Chelsea boss Frank Lampard claims he decided to keep hold of Kurt Zouma during the summer transfer window because he “believed” in his talents.
Zouma spent the 2018-19 campaign on loan at Everton, racking up 32 appearances in total to help Marco Silva’s side finish eighth in the Premier League.
The Toffees were eager to sign the Frenchman on a permanent deal, but after coming in to replace Maurizio Sarri in the Stamford Bridge hot seat, Lampard made sure that the defender remained on Chelsea’s books.
The 25-year-old has featured in nine Premier League matches for the Blues this season, helping them rise to fourth in the standings while forging a formidable partnership with Fikayo Tomori in the heart of the defence.

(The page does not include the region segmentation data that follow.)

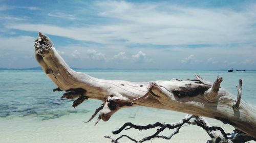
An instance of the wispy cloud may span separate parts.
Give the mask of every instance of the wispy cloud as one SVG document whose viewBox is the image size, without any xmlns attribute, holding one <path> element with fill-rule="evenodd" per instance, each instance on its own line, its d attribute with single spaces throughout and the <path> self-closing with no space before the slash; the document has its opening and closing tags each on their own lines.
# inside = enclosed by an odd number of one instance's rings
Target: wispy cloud
<svg viewBox="0 0 256 143">
<path fill-rule="evenodd" d="M 191 63 L 192 60 L 194 59 L 194 56 L 195 55 L 194 54 L 190 54 L 188 57 L 182 60 L 181 62 L 182 64 Z"/>
<path fill-rule="evenodd" d="M 75 59 L 80 59 L 81 58 L 81 53 L 77 50 L 75 50 L 71 53 L 71 56 Z"/>
<path fill-rule="evenodd" d="M 120 52 L 118 54 L 116 54 L 112 58 L 112 60 L 128 60 L 128 58 L 125 55 L 125 52 Z"/>
<path fill-rule="evenodd" d="M 88 49 L 87 51 L 87 55 L 89 59 L 97 61 L 106 60 L 105 54 L 101 52 L 98 52 L 94 49 Z"/>
<path fill-rule="evenodd" d="M 122 67 L 146 68 L 153 61 L 150 66 L 159 69 L 189 68 L 192 65 L 207 69 L 209 64 L 212 68 L 226 69 L 228 63 L 249 67 L 256 61 L 254 2 L 239 2 L 234 7 L 97 1 L 69 5 L 51 2 L 39 8 L 38 3 L 3 3 L 0 34 L 4 39 L 0 42 L 4 46 L 0 49 L 28 50 L 34 39 L 24 36 L 36 37 L 35 33 L 41 32 L 52 37 L 56 49 L 73 64 L 86 61 L 91 66 L 113 66 L 118 61 L 115 59 L 122 60 L 122 64 L 115 66 Z M 27 47 L 15 46 L 19 42 Z M 167 67 L 162 64 L 166 61 L 174 62 Z"/>
<path fill-rule="evenodd" d="M 10 7 L 11 8 L 18 8 L 18 9 L 26 9 L 31 11 L 39 10 L 40 9 L 38 7 L 20 7 L 20 6 L 14 6 Z"/>
</svg>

Ahead of a Carabao Cup fourth-round clash against Manchester United on Wednesday, Lampard hailed Zouma for rewarding his faith in him after a summer of intense transfer speculation.
“He has been fantastic,” Lampard told a pre-match press conference – as per Goal. “There was a belief that I had in Kurt because there was interest in the summer after we all know he had a very good loan at Everton last year.
“But I believed in him as I believed in Tomori – that is why I made the decisions I made pre-season in terms of where we were going to look defensively.
“It has been nice to get some stability, albeit because of injuries, between him and Fikayo in the last games.
“It has been good to get them playing together to see the little bond they are getting on and off the pitch. It is a nice little story and it must continue, I suppose.”
Zouma’s season has been full of positives so far, with the only real low point coming when he was subjected to racist abuse on social media following his own goal against Sheffield United on August 31, which saw Chelsea held to a surprise 2-2 draw at the Bridge.
Lampard went on to reveal a conversation with Zouma following the incident during which he offered his support, before commending the defender for his strength of character to ignore any hateful comments from a select group of fans.
“Well, yes [I spoke to him about the abuse], because I do that with all the players,” Lampard added. “But it was not as though I had to go to speak to Kurt to pick him up. That would have been reactionary.
“I am always trying to speak about a performance or a day in training. However, I see [racism], so it is not an out of the blue thing. I try to have those conversations.
“But Kurt is one of those players, as I mentioned, who just gets on with it. I think he is well-intentioned. He wants to do well, as they all do, and he is working hard and playing well.”